Students keep me thinking, and teaching is one of the best parts of immunology. I am directly involved in the hands-on technical and theoretical training of staff and students in my research group, and I am deliberate in using my laboratory as a means to foster and support the development of early career scientists, including undergraduates and high school students. My priority in teaching is to encourage students to think, and to think confidently, critically and independently.
Outreach events -
Some examples of our science conversations outside the classroom -
Teaching at the University of Glasgow -
I teach on the 2nd, 3rd and 4th year undergraduate Immunology courses, and have been involved in course design and organisation throughout, including during the SARS-CoV2 coronavirus pandemic. My topics include T cell activation, defense against infection, cross-presentation, and the importance of immune balance in infection and in allergy and asthma. I teach in our MSc course in Immunology and Inflammatory Diseases here at the University of Glasgow, focusing particularly on career advice sessions, and also serve as an external examiner for the MSc Immunology course at Imperial College, London.
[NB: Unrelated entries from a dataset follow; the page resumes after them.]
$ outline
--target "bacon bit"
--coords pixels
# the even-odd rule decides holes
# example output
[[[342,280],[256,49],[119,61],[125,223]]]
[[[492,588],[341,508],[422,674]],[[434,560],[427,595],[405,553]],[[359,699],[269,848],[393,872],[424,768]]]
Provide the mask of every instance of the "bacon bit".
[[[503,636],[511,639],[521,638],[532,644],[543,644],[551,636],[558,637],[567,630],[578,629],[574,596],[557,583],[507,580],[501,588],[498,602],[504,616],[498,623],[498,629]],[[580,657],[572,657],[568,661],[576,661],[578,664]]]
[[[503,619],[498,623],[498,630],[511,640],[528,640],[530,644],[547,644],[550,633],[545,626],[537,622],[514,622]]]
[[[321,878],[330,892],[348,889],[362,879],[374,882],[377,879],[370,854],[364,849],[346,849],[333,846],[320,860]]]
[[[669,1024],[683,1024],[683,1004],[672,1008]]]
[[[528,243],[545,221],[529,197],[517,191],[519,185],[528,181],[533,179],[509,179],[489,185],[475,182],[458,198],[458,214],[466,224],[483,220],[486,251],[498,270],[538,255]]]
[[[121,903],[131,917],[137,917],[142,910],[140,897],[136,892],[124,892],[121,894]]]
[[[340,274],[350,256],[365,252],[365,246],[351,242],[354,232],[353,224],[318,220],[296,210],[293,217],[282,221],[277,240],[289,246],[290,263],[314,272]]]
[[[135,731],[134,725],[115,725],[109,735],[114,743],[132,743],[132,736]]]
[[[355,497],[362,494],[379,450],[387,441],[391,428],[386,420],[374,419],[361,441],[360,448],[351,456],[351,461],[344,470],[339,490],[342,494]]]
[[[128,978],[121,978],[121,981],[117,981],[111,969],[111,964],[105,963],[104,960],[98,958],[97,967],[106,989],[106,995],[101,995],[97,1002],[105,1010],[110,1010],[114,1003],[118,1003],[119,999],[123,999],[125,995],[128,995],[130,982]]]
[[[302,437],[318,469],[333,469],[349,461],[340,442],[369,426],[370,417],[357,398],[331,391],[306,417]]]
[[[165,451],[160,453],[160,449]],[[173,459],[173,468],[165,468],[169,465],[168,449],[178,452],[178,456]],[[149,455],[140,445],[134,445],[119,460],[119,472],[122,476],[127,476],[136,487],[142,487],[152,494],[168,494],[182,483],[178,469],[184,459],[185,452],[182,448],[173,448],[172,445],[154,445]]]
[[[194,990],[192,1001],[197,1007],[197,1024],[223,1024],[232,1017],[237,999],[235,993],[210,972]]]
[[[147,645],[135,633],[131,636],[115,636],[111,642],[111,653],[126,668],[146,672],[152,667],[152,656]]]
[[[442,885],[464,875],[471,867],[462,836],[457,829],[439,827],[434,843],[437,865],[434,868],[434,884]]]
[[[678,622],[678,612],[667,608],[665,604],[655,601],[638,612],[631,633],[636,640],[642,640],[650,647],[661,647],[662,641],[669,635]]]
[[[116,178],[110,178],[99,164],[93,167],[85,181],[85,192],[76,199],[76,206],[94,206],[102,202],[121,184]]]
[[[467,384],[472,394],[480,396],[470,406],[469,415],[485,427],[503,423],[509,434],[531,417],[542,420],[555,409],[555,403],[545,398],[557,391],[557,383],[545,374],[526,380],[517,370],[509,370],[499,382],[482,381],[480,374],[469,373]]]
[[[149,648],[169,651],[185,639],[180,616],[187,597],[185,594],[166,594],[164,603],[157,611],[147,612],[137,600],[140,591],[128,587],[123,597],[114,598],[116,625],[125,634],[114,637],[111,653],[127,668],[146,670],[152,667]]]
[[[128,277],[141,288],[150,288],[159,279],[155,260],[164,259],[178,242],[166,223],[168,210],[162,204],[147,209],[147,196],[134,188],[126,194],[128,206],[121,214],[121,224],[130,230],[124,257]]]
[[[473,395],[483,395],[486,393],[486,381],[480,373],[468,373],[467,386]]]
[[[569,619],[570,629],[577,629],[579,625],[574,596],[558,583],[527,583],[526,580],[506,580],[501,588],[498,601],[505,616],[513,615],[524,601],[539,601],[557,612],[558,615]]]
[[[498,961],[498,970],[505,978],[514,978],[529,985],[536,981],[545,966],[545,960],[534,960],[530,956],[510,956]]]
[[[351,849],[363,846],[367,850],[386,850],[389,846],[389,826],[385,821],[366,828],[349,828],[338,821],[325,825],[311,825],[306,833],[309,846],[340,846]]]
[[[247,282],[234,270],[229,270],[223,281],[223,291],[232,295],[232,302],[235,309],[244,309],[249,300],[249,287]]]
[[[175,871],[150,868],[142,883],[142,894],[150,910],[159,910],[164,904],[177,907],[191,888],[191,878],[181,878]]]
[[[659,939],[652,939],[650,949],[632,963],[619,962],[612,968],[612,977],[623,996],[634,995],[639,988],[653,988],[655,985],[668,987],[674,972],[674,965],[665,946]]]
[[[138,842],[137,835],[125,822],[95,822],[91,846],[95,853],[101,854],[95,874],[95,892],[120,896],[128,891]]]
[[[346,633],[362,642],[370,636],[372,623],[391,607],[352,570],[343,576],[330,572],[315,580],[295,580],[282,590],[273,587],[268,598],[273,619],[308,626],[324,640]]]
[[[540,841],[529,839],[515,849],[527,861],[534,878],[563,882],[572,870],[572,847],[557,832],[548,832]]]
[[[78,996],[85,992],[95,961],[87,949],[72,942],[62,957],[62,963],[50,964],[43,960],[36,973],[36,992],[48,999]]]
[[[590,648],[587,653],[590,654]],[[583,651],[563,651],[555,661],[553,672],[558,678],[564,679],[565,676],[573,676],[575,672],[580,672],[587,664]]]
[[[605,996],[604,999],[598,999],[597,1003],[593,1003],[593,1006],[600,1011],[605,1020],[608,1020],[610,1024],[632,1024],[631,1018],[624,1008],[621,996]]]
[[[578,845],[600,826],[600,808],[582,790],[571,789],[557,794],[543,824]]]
Teaching at the University of British Columbia -
In Vancouver I taught MICB 202 (an entry level course that explored the arms race between the human immune system and the pathogens it tries to defeat, with ~800 students), MICB 402 (our core 4th year immunology lecture class, with ~85 students), and MICB 502 (a graduate seminar class with 8-12 students). My topics were dendritic cell, T cell and B cell biology, immune regulation, immune memory and vaccination. In 2014, I was awarded a Skylight teaching development grant to facilitate a student-driven revision of the MICB 202 course texbook. Two students, one a skilled writer and the other a very talented cartoonist, took the current course notes and transformed their style and presentation, illustrating key concepts with brilliant graphic design.